One key point alluded to before is temperature. If you dont have air-con to keep the room cooool some sort of cooler that you can fill with water and ice to keep temperature around 20C will make life a lot easier by keeping your emulsion firm and not needing compensation of developing times is very helpful (If you are limited to ambient temp you need to look at 'tropical' developers eg in the developing cookbook).

Alan Davenport
15-Oct-2008, 16:15
I agree that trays are probably the least expensive system.

I think hangers and tanks is probably the simplest. You might end up wasting some developer capacity if you don't shoot enough film, unless you use floating lids that seal well.

Tim Meisburger
19-Oct-2008, 19:54
Thanks guys for all this good advice. I think, if I can find one, I might try the Paterson Orbital. In the short term, I'll try trays. I don't think I can process in an air-conditioned environment with trays (I plan to use an outside storeroom), but possibly I could load the Paterson in a changing bag in the house. Not sure I could get any room down to 20 degree c, but could probably get to 22 or 23, which is cool by Bangkok standards.

Is developing around 30 degrees a problem, or merely a change in chemistry or timing?

eli
21-Oct-2008, 19:30
Here's another nod to Ansco 130 for both film and paper. Ansco can be used warmer than 20∘but you should check out the sticky thread over at Apug for more in-depth info on that aspect. I'm thinking 30∘is a bit much. What do small studios that have done in house B&W film have to share? It might behoove you to check around some for local work-throughs.
Eli

Colin Corneau
21-Oct-2008, 19:50
My advice is to not waste time getting cute with developers on both film and prints.

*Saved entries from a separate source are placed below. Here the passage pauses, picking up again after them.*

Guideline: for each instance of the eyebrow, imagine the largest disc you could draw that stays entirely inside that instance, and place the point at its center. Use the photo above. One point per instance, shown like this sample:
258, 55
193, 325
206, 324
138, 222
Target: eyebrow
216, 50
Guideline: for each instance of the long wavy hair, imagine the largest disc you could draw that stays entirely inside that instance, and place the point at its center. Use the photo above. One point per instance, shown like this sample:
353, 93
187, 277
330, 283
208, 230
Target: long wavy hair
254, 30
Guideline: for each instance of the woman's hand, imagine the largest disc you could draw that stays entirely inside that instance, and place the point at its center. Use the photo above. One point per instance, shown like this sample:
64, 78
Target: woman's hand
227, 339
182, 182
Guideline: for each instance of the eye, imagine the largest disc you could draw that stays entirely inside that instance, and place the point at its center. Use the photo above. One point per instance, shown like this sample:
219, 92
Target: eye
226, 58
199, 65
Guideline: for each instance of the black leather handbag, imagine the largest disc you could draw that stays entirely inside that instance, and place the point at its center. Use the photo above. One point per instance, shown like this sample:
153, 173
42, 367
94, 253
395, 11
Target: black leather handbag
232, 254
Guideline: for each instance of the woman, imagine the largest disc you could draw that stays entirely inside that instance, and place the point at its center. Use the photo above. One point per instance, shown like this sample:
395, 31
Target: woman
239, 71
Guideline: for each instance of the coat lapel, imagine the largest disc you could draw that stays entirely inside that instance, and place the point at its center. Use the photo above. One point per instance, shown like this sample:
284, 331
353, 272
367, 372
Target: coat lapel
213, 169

In just starting out, better to do it right - and make that a habit. It's really not any extra space or appreciable effort to have two bottles instead of one. It's a common piece of advice - from talented, veteran photographers - to say one should find a film and developer combo that you really get to know, inside and out.

Establish a baseline...down the line you can experiment. Best to get it right at the start.

John Whitley
24-Oct-2008, 13:05
The simplest, most inexpensive method to develop negatives is tray development.

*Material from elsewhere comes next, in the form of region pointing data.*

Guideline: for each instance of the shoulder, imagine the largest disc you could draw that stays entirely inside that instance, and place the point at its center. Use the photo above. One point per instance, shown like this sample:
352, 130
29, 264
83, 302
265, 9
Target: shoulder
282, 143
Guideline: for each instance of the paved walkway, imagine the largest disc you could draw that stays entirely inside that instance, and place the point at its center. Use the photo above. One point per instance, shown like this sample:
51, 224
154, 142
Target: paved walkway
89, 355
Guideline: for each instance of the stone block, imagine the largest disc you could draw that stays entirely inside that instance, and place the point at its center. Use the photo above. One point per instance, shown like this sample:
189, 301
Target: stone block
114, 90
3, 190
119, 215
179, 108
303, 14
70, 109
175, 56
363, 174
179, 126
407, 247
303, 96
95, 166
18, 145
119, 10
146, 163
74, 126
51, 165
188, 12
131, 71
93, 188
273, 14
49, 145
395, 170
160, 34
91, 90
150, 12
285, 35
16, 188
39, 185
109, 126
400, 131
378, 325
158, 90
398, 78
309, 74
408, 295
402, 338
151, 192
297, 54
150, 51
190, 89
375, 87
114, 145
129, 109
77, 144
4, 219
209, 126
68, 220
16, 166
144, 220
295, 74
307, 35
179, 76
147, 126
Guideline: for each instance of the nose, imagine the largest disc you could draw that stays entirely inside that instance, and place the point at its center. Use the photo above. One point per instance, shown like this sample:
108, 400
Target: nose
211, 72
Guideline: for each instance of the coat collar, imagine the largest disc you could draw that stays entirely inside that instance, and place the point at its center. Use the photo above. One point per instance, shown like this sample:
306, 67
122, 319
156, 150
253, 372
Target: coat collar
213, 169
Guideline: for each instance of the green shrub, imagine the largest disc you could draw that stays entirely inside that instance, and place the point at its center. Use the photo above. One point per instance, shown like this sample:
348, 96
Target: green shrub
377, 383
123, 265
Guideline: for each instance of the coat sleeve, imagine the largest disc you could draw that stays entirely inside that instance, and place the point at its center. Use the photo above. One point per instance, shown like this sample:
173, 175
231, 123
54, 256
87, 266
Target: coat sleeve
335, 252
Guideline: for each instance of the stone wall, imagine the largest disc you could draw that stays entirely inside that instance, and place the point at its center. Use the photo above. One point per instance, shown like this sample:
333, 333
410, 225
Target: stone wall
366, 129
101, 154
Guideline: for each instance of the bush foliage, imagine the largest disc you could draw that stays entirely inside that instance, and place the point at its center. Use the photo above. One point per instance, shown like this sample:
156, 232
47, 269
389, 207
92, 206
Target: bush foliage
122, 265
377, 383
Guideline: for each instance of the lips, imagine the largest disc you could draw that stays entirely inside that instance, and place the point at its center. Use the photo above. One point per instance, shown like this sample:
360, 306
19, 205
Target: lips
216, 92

This is true, but it's only available if you have a darkroom-like space. I'm also just getting started with 4x5 and the lack of a darkroom was a substantial short-term hurdle if I wanted to continue processing film at home (vs at a rental darkroom).

In my case, I went the route of Beseler 8x10 print drum and motor base (same style as the Unicolor drum + base). The Beseler and Unicolor motor bases and drums are available inexpensively on the used market (at least in the USA), and it's nice to be able to do daylight processing with only a changing bag.

John Whitley
24-Oct-2008, 13:16
Is developing around 30 degrees a problem, or merely a change in chemistry or timing?

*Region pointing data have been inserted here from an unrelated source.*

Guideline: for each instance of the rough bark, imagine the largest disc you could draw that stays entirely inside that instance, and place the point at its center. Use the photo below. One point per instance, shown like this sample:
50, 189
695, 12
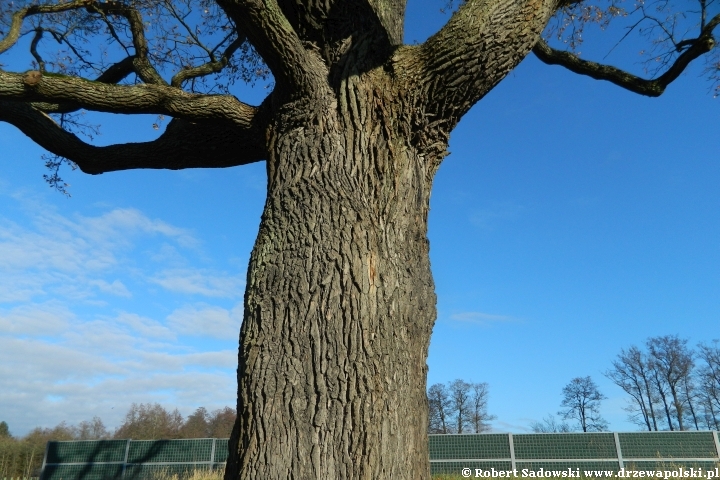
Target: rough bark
340, 303
340, 300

I'll point you at Brian Stein's advice, above. Either cool things down or use tropical developers. For cooling, you just need a small cooler or plastic tub to use as a water bath, with some ice to bring the developer, stop, and fix down to temp. Focus on the developer being a consistent target temperature when you start, it isn't so critical if the stop and fix temps drift a bit as you process.

See also the Large Format Photography site's Unicolor drum article (http://www.largeformatphotography.info/unicolor/), which has good discussion and photos of using a unicolor drum for 4x5, with coolers to manage process temperature. The author also works with color neg. and transparency processing, which are far and away more critical than B&W.